TPSA: The Perils of System Administration -- A series of true stories about system administration. The first story is here.
Yesterday, Thursday April 16th, we had a scheduled maintenance job on our production servers. The cluster wasn't functioning as it should and yesterday's tasks were aimed at rectifying the problems once & for all, and update the software installed.
This was our time-plan for each task on the list:
1400 to 1410 | Shutdown SAP on DB and APP Server |
1410 to 1440 | Take a database backup Shutdown database |
1440 to 1500 | Take a Filesystem backup (All Filesystems on both nodes) Changing mointpoints for High Availability Cluster switchover testing |
1500 to 1700 | Shutdown SAP and database Perform Kernel Upgrade on SAP CI Start the database and SAP on the CI Instance ONLY (Not the APPS) Perform technical testing on CI Check the mountpoints exe Start SAP on APPS Perform technical testing on APPS |
1700 to 1730 | Import the ST-A/PI Patch 01L_ECC600 Change SAP Parameters based on the document Review the parameters on CI and APPS (Memory and Work Processes) Restart the SAP CI and APPS Perform technical testing on CI and APPS |
All tasks were easy and planned out with all members of this properly set:
- ERP software consultant (joined by his colleague later)
- ERP offshore support consultant
- AIX Unix consultant from IBM Kuwait
- Myself
We grabbed lunch around 1230 and some snacks and headed to the Head Office (H.O.).
@1401: ERP Applications were stopped
@1406: We started a full offline backup of the production database
@1437: The backup reached its final stage, then threw an error, stopped, and gladly deleted the backup
*NO!! THIS IS NOT THE TIME!! PLEASE!*
After being stunned and depressed for 2 minutes, I thought of stopping the database and starting again, using the user db2ehp I did that and when I tried to start the database again, it threw an error!

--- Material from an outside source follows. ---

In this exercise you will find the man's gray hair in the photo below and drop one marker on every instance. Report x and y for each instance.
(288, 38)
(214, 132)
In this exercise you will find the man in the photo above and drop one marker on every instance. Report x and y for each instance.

*JAWS DROPPED -- LAAAAAAAAA!!*
We faced the same error a few days back due to some user profile changes, so we had to run the command "/usr/opt/db2_08_01/instance/db2iupdt db2ehp" -- I ran that command and it puked an error ...
*NOOOO!! WHY WHY!! IT WAS FINE WHY NOW!! I HATE YOU!!*
I navigate around and go to the home directory of the user db2ehp to check the environment variables and profiles, only to find out that these files have been corrupted and turned to binary garbage
*SHOCKED*
*EYE TWITCHES*
I ftp to the secondary database node, looked for similar files, then decided to copy the whole directory and renamed the files to match the host name of the primary node.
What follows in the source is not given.